How We Make: Fondant Easter Eggs


These fondant eggs are not for the faint of heart, or diabetic. Or… look. Human beings were never really meant to eat these. A few bites in and you may come to believe you can fly. (Important: You cannot.)

This is sugar mixed with sugar, wrapped in sugar, dipped in chocolate. But if you’re going to have a skoosh of sweet over Easter, let’s go homemade!

Yield: 12 large eggs (can be halved to make fewer or smaller eggs)


  • 1/2 cup butter
  • 1 tsp salt
  • 1 tsp vanilla
  • 2/3 cup (1/2 can) sweetened condensed milk
  • 6 cups (about 1 1/2 lbs) sifted icing sugar
  • yellow food colouring
  • red food colouring (optional)
  • 1/2 lb semi-sweet chocolate

Instructions – Making the Eggs

  1. Cream together butter, salt, and vanilla.
  2. Add sweetened condensed milk and blend until smooth.
  3. Gradually stir in icing sugar.
  4. Mixture will become very stiff — knead until all icing sugar is combined.
  5. Place fondant on board or waxed paper and continue kneading for several minutes, until mixture is very smooth and not sticky.
  6. Cut off 1/3 of the fondant and add enough yellow food colouring that it is the colour of yolks (a drop or two of red may help). Knead until colour is evenly blended. Cut 12 portions and roll into balls for the centre of the egg.
  7. Cut remaining fondant into 12 equal portions and pat out flat, then mould around egg yolk and into egg shape.
  8. Chill for a short time, then, if necessary, remodel gently.
  9. Chill for several hours or overnight.

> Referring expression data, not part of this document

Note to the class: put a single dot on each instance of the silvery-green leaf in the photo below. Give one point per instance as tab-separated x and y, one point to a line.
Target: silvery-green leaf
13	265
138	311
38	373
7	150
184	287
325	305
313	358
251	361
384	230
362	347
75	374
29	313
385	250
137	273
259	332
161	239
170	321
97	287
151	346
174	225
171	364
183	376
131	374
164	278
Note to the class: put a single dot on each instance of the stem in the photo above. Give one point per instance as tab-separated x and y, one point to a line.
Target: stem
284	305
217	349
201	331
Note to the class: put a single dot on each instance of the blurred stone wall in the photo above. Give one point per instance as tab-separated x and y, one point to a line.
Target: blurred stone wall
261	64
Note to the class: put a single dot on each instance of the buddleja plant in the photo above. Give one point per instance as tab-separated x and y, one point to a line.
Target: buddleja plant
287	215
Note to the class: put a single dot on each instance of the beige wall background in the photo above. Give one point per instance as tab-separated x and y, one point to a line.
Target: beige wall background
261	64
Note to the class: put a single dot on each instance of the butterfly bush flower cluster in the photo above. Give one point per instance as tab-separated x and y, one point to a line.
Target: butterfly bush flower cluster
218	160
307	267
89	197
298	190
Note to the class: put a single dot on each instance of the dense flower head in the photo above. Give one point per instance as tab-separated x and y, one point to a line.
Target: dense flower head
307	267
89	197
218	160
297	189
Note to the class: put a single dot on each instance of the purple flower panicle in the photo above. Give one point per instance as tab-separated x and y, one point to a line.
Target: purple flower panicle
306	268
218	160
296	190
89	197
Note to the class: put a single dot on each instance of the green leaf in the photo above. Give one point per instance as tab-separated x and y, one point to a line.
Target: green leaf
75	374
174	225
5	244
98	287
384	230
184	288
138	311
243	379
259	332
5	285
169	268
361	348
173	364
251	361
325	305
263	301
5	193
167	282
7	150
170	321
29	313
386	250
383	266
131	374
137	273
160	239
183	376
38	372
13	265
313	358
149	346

Instructions – Dipping the Eggs

  1. Melt chocolate slowly in top of double boiler over hot water, stirring until blended. If you don’t have a double boiler, make a sort of “bain marie” by resting a cooking bowl (e.g. metal) that’s a little bigger than your pot, on top of the pot of hot water (keep the water just shy of a full boil). This will warm and melt the chocolate. We don’t have a microwave, but that’s another option.
  2. Dip the bottom half of egg in chocolate using either kitchen tongs or fingers. Let drip for a moment, then place on waxed paper for chocolate to harden, chocolate side up.
  3. If chocolate becomes too thick for dipping, reheat gently and continue.
  4. When eggs have been dipped on one side, dip the other side in the chocolate. Let drip a moment, and place on waxed paper with the soft chocolate side up to harden.